We had date night last night. A beautiful night at the beach, Me, him and our pup. BBQing and swimming and just relaxing. It was a nice relaxing date night, we laughed and all in all had just a great time. Then the wedding talk started. ugh I wish it was never brought up, because now bees I’m more sad then I was before.
In my head I had pictured him asking this summer but apparently we are on two different pages, or chapters. I thought it would be some time around 4th of july ( that’s our day, as we say lol) He gave all the hints, and in pervious post on here, the timeline he gave me ( 6 months ago) was the summer.
Well anyway. Our convo started like this. He said ” I saw a really cool limo the other day and I think it’s the limo I’ll pick for the girls to ride in” ( Our deal was I get to plan everything, he gets to pick the rides..typical guy lmao) Me- ” wow, that makes me really happy that you think about wedding things also” him ” yeah ” Then I didn’t want it to end so I really can’t remember how the rest went but some where towards the end he said ” I’m not in a rush, theres no rush to get married. I don’t understand why IT has to be right now, Weddings are expensive, RINGS are expensive and I know your going to say then I shouldnt have bought my bike and everything but I cant finance a ring. The lady at the jewllery store told me not to. And my bike isnt taking away from you getting a ring now. why does it have to be right now. Why cant it be a year from now”
I wanted to cry. I had no where to turn so I did my normal ‘hide in my shell’ kinda thing and stayed quite. I wanted to shove him into the water lol. I was really upset.

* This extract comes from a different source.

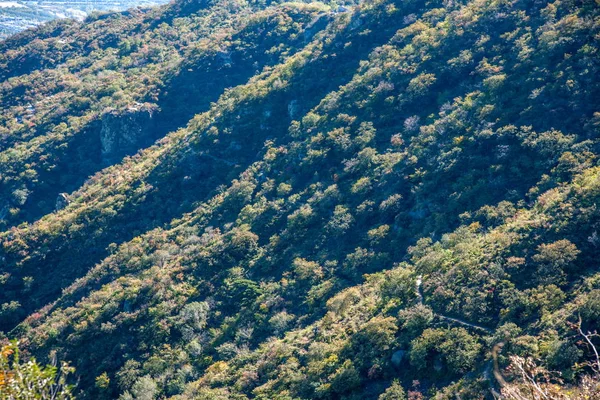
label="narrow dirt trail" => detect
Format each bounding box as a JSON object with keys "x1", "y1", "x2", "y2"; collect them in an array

I dont think its a rush. We have been together 5 years. Thats not rushing. Rushing would have been asking him to buy me a ring at 1 year or something. IDK I’m so fusterated.
later in the night he asked me what was wrong ( clearly it was written all over my face haha) So I told him that I thought we were on the same page and clearly we arent. I told him that it doesnt matter how much the ring costs, or if we do a backyard wedding. I told him ALL that matters is that commitment of him marrying me. I told him I’m over it. I’ll give him HIS time because obviously that’s what he needs. I explained that I would be his gf for the rest of our lives if thats what he wanted.
He just doesnt get it. He did say sorry for saying what he said but it’s to late. I feel like theres a ticking bomb in the side of my head.
Am I crazy? I really feel like I am. All I want to do is cry. I don’t understand how he can think that after 5 years, me wanting to be engaged is RUSHING! ugh It makes me sick thinking about it!
Thanks for reading and I know I complain alot but I really only have you bees to talk to. All of my “girlfriends” are my boyfriends friends girlfriends. So If I vent to them he will find out.
Any advice or any thing would be really helpful right now. You can even tell me I’m an idiot and I am over reacting.